Does that include the robustness of the opponents?
I can see that it doesn't.
Here is an example of the two approaches. Both assume opponents are providing resistance implied by their rating.
You play two matches, 30 games against a 500 and 12 games against a 600
Against the 500 you win 20 to 10. At this point you're looking like a 600, right?
Then against the 600, you are 8 to 4
For this one match, you're looking like a 700. But it is for fewer games than you were looking like a 600.
Intuitively, you're performing higher than 600 but lower than 650.
If we say you performed like a 600 for 30 games and like a 700 for 12 games and make a weighted average, we get 628.6. That's the weighted average result.
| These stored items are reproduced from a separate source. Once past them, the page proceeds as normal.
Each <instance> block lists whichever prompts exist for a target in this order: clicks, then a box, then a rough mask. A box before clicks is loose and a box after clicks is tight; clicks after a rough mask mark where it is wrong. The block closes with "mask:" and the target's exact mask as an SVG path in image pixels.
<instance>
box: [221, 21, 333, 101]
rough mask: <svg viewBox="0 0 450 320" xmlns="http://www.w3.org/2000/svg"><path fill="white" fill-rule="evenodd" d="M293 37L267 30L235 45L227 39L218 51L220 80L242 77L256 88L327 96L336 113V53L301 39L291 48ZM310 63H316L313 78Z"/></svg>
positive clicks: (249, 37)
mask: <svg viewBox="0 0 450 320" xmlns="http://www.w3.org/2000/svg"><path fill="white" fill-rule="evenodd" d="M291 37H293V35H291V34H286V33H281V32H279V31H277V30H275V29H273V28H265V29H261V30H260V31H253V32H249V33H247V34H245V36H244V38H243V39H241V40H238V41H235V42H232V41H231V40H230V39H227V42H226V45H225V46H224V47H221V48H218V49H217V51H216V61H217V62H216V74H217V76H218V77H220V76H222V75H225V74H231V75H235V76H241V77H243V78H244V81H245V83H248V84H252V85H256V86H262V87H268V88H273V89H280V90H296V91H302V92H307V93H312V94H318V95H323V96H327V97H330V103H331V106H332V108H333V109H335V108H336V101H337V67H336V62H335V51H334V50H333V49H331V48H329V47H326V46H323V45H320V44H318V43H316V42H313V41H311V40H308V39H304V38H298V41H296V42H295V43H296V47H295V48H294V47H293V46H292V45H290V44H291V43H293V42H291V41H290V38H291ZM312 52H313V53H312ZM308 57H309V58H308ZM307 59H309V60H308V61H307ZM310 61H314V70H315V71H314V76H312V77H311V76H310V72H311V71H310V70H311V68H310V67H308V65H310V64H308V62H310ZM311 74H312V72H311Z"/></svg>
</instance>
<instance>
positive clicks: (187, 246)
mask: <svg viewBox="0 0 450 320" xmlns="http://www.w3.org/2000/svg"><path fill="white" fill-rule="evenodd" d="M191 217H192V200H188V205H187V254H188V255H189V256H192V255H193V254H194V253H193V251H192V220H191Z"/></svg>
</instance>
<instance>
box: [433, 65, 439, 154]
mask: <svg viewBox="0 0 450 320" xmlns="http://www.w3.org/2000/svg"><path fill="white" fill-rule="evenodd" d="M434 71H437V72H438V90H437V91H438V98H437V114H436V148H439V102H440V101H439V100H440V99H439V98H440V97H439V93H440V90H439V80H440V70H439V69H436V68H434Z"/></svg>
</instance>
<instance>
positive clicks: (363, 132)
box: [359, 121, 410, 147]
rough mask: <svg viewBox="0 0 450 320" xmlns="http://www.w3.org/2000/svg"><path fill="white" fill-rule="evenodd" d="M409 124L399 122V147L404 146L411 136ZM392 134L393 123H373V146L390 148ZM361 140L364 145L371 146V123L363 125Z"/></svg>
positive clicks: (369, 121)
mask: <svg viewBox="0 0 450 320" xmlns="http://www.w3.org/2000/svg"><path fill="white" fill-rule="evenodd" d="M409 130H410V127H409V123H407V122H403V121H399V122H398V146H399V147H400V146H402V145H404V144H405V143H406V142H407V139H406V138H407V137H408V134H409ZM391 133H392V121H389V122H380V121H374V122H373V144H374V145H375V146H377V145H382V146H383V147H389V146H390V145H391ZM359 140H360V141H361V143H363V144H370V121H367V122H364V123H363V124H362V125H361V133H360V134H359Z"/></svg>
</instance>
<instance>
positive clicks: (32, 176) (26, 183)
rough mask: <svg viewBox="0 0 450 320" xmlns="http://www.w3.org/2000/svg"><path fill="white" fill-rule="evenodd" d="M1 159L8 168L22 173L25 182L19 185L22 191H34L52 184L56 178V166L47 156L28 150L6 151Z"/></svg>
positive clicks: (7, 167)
The other way to do it (what DCMike and Tom do) requires you first make a guess of the performance rating and compare the expected wins to the actual wins.
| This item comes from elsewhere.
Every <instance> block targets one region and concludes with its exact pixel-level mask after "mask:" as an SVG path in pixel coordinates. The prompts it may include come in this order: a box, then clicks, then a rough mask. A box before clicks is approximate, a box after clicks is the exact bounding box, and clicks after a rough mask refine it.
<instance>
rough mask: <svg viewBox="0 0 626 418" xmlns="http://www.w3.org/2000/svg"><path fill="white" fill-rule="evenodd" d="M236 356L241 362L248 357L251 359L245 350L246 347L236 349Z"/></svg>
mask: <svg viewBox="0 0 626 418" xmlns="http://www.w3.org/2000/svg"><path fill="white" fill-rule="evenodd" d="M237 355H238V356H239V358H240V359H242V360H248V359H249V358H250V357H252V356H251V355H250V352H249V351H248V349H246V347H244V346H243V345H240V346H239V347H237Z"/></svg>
If we guess, you're a 600, Then your actual 20 wins in the first match matches the expected 20 wins. But in the second match we would have expected you'd win 6 of the 12 games, and you actually won 8. So your aggregate (actual - expected) is 2.0 games
If we bump up the guess to 628.6, then the amount you underperformed in the first match (1.28 games) is a smidge smaller than the amount you overperformed in second match (1.41 games). Seems like we need to bump up just a little more.
At 630.7, it is -1.37 and +1.36
When DCMike suggested this latter approach is more in tune with FargoRate, he is recognizing this kind of balancing simultaneously across all the players and games in the database is what the daily FargoRate optimization is.